I just remember the prices H. lividum, M. balfouri used to command. But now these spiders are more attainable to those with normal budgets. Just maybe now the time is getting closer for them to be cheaper....


----------



## dragon's den (Oct 6, 2010)

Spiderstock said:


> A P. Metallica with only half blue shine....
> 
> I just remember the prices H. lividum, M. balfouri used to command. But now these spiders are more attainable to those with normal budgets. Just maybe now the time is getting closer for them to be cheaper....
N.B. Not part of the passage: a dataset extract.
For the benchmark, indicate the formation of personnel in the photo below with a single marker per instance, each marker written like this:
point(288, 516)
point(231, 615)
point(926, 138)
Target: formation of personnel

yes im sure its not far off, there needs to be a better understanding of their breeding habits in captivity really, if it wasnt for people like lisa taking the time to try them from all different angles and write up thoroughly their findings then im sure there would be nowhere near as many sacs in the uk. the battle is branding captive conditions into their genes, like regalis but it never happens overnight.


----------



## dragon's den (Oct 6, 2010)

update:
we have N3 starting to appear 
http://i1116.photobucket.com/albums/k565/gooty-fruity/88dc1511.jpg
one mid-moult here, top right one.
http://i1116.photobucket.com/albums/k565/gooty-fruity/0064e12b.jpg
http://i1116.photobucket.com/albums/k565/gooty-fruity/2a265242.jpg
thanks for looking and again apologies for not being able to post pics directly as my photobucket seems to be broken.


----------



## martin3 (May 24, 2011)

So cool, im green with envy,awesome pic's to, well done..:2thumb:


----------



## squishyscott (Sep 17, 2011)

Looking great! :no1:
How many are there? Have you counted?


----------



## **louise** (Nov 10, 2010)

dragon's den said:


> update:
> we have N3 starting to appear
> http://i1116.photobucket.com/albums/k565/gooty-fruity/88dc1511.jpg
> one mid-moult here, top right one.
> ...


Awww, so cute!


----------



## dragon's den (Oct 6, 2010)

squishyscott said:


> Looking great! :no1:
> How many are there? Have you counted?


thanks everyone  theres 150. around half have moulted now.


----------



## Lucky Eddie (Oct 7, 2009)

dragon's den said:


> like an economy brand? no frills everyday metallica :lol2:


Yep, they already exist.

They are called P striata.


----------



## fazzer (Jul 19, 2009)

*mettalica*

Top job, have had eggsac unfortunately left it to long ,female munched it ,was left counting out the tiny moults in what was left of sac , i'm growing on another male at the moment , if anyone has a male to loan or sell ,please get in touch .

All the best Chris

PS what will you be knocking them out for when ready ?


----------



## Lucky Eddie (Oct 7, 2009)

fazzer said:


> have had eggsac unfortunately left it to long ,female munched it


How long was that? Every little bit of of info helps. :2thumb:


----------



## dragon's den (Oct 6, 2010)

fazzer said:


> Top job, have had eggsac unfortunately left it to long ,female munched it ,was left counting out the tiny moults in what was left of sac , i'm growing on another male at the moment , if anyone has a male to loan or sell ,please get in touch .
> 
> All the best Chris
> 
> PS what will you be knocking them out for when ready ?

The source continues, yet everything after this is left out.